Türkiye'nin en iyi haber sitesi
DİLEK GÜNGÖR

Doları hâlâ istifleyen kim?

Türkiye'de bazı şeyleri anlamakta zorluk çekiyorum. Yerli ve yabancı yatırımcıların ekonomideki davranış biçimleri birbirine bu kadar zıt olabilir mi?
Olabiliyormuş!
Neden böyle söylüyorum anlatayım...
Hatırlayın, geçen hafta cuma günü Hazine'nin 10 yıllık eurobond ihalesi oldu.
200'den fazla yabancı yatırımcı Türkiye'ye güvenip Hazine kağıtlarına koştu. İhraca yüzde 45'i İngiltere, yüzde 21'i ABD, yüzde 16'sı da Avrupa ve diğer ülkelerden olan yatırımcılardan 4 katı talep geldi.

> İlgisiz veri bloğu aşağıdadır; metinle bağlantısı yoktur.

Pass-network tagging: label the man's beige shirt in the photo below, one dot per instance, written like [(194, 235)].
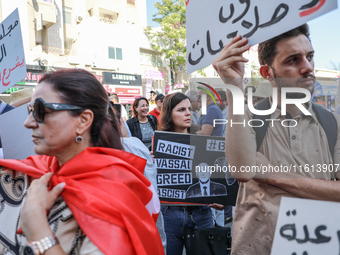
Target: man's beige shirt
[(257, 204)]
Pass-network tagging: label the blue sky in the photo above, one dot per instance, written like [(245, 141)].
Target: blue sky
[(325, 35)]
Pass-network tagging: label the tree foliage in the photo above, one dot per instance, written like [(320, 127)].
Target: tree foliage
[(170, 38)]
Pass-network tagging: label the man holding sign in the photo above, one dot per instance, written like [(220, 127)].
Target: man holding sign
[(293, 149)]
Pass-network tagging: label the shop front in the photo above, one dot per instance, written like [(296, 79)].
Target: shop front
[(126, 86)]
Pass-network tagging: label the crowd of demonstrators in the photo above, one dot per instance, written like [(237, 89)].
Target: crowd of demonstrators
[(115, 99), (159, 102), (142, 125), (286, 61), (135, 146), (176, 117), (195, 105), (152, 103), (81, 157)]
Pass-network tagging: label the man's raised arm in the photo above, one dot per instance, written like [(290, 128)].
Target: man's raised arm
[(240, 142)]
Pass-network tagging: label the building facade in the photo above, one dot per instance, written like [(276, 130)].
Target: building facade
[(105, 37)]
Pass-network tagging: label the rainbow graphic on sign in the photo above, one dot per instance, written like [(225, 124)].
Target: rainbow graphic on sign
[(209, 93)]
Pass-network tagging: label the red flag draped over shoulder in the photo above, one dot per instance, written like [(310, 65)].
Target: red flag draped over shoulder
[(105, 190)]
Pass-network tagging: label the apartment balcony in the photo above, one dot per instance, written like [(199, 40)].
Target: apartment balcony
[(132, 14), (104, 7), (48, 11)]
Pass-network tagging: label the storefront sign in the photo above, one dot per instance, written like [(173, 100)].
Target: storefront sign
[(154, 75), (12, 60), (122, 79), (179, 86), (33, 77), (127, 91)]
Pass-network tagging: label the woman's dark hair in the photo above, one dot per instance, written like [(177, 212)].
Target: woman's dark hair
[(169, 103), (136, 103), (81, 88)]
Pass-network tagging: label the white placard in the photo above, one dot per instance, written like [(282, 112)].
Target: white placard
[(16, 139), (12, 57), (307, 227), (211, 24)]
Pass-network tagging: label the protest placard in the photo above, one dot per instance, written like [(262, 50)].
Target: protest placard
[(212, 24), (16, 139), (12, 57), (193, 169), (307, 227)]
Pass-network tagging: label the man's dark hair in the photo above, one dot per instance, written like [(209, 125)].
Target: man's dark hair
[(267, 50)]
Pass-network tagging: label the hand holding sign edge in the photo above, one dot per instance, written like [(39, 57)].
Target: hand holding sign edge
[(230, 63)]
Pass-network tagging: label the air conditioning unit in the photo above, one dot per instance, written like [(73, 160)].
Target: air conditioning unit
[(79, 18)]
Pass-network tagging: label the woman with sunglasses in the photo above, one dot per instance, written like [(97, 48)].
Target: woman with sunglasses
[(106, 204), (142, 125), (176, 117)]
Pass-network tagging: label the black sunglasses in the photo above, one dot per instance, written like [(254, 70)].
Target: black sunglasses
[(39, 107)]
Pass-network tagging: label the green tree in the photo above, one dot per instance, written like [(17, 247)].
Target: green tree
[(170, 38)]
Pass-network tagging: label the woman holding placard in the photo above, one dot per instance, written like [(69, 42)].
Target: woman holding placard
[(176, 117)]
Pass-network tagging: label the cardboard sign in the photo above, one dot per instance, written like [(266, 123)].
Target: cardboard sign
[(307, 227), (212, 24), (16, 139), (191, 169), (12, 57)]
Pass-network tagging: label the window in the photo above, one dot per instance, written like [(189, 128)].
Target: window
[(67, 15), (119, 53), (115, 53), (112, 54), (151, 58)]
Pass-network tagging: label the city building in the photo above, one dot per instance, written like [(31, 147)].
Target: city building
[(105, 37)]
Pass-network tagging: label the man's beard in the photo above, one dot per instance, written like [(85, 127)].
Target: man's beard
[(283, 82)]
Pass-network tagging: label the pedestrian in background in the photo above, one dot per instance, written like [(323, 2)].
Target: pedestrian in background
[(142, 125), (176, 117)]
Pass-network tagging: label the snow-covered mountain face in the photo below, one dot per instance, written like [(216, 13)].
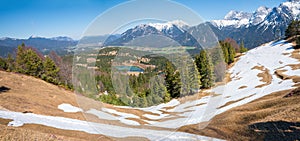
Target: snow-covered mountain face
[(284, 12), (261, 26), (175, 30), (264, 24)]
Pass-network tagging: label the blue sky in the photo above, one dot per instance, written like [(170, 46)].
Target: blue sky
[(50, 18)]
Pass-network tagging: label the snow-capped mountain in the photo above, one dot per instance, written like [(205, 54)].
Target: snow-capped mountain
[(284, 12), (62, 38), (259, 15), (264, 24), (176, 30), (44, 45)]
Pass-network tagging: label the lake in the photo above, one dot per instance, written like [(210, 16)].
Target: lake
[(129, 68)]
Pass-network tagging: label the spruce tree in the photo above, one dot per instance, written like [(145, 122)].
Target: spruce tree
[(242, 47), (50, 72), (172, 79), (205, 69)]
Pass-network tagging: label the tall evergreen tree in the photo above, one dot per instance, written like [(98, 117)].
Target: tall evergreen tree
[(50, 73), (172, 79), (293, 29), (10, 63), (242, 47), (205, 69)]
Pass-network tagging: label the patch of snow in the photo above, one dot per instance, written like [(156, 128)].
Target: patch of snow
[(68, 108), (15, 123), (154, 117), (125, 115)]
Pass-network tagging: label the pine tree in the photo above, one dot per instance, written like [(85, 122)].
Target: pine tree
[(50, 73), (242, 47), (10, 63), (205, 69), (293, 29), (3, 64), (231, 54), (20, 59), (172, 79)]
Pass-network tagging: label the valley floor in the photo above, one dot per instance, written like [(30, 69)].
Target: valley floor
[(260, 78)]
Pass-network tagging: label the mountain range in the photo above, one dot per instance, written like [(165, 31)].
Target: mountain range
[(263, 25)]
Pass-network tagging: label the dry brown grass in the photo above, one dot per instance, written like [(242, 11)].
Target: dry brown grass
[(28, 94), (233, 124), (265, 76), (36, 132), (243, 87)]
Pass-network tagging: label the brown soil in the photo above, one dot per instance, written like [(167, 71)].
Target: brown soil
[(243, 87), (234, 123), (27, 94), (265, 76)]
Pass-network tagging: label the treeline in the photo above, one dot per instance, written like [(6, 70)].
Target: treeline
[(178, 77), (31, 62), (293, 30), (230, 48)]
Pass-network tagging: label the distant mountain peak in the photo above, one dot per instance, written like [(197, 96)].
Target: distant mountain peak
[(237, 15), (169, 25)]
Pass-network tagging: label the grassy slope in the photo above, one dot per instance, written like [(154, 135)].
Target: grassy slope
[(234, 124), (28, 94)]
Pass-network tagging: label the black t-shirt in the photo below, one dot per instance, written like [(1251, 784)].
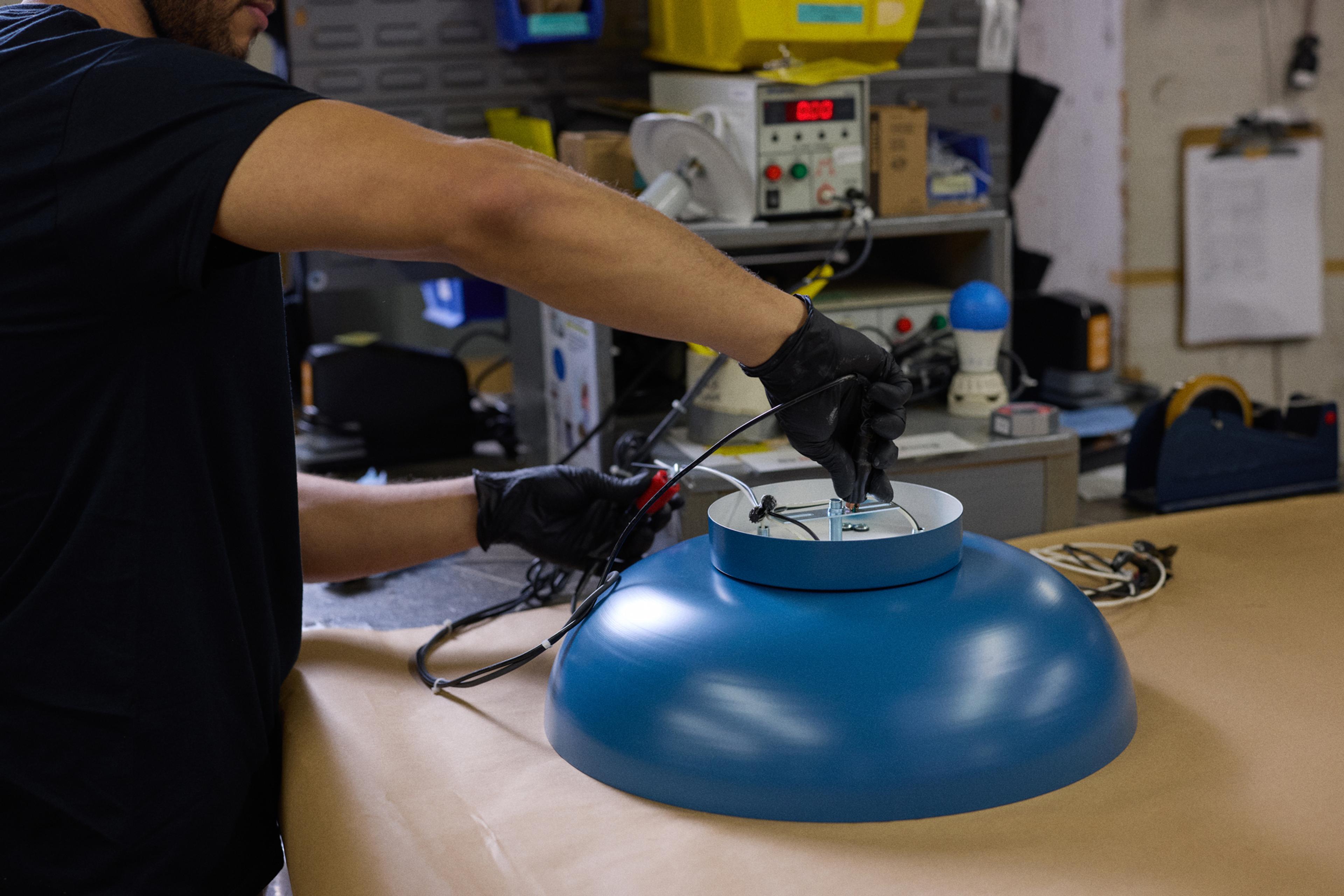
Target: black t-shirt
[(150, 570)]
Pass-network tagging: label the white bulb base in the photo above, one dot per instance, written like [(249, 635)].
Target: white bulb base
[(976, 394)]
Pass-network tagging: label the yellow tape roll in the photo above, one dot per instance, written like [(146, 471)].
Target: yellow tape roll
[(1193, 389)]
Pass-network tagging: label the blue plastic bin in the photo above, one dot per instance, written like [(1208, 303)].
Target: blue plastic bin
[(517, 30)]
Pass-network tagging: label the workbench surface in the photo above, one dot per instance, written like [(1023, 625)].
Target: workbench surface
[(1230, 786)]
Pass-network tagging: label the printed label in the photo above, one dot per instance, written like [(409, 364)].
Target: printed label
[(557, 25), (831, 14)]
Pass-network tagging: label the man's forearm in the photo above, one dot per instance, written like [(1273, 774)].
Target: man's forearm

Keza dünkü ihalede de 2021 vadeli tahvilin ihracına 4 katı talep oluştu.
Peki madalyonun diğer tarafında durum ne?
Biliyorsunuz, dolara talebi kısmak için Merkez Bankası birçok adım attı. En son reeskont kredisi kullananlara "Bana borcunu TL ile öde" deyince millet elindeki dövizi satmaya başladı. Dolar kuru 3.62 TL bandına geriledi. Kırılma devam eder mi derseniz.
Dolarda kısa sürede 3.50 TL'yi görmek sanırım mümkün. Yabancı analistler daha iddialı. Referandumdan önce 3 TL seviyesinin görülebileceğini belirtiyor.
Bu nasıl olacak diye düşünürken, yerlilerin döviz taleplerindeki duruma baktım. İlginç bir tabloyla karşılaştım. Yurtiçi yerleşiklerin 27 Ocak'tan bu yana aldığı döviz miktarı 9 milyar dolara çıkmış durumda.
16 Şubat'taki alım 1.6 milyar dolar. Bir taraftan Merkez Bankası'nın adımlarıyla şirketler ve bankalar üzerinden kur gevşetilmeye çalışılırken, tırnak içinde Döviz Tevdiat Hesapları'nı şişirenler kim? Üstelik, doları 3.80'den alıp hesabına istifleyenlerin hepsi bugün yüzde 10 zararda olmasına rağmen...
Ben şahsen merak ediyorum.
Yabancıların ülke ekonomisiyle ilgili gördüğü bizimkilerin göremediği ya da görmek istemediği ne var diye...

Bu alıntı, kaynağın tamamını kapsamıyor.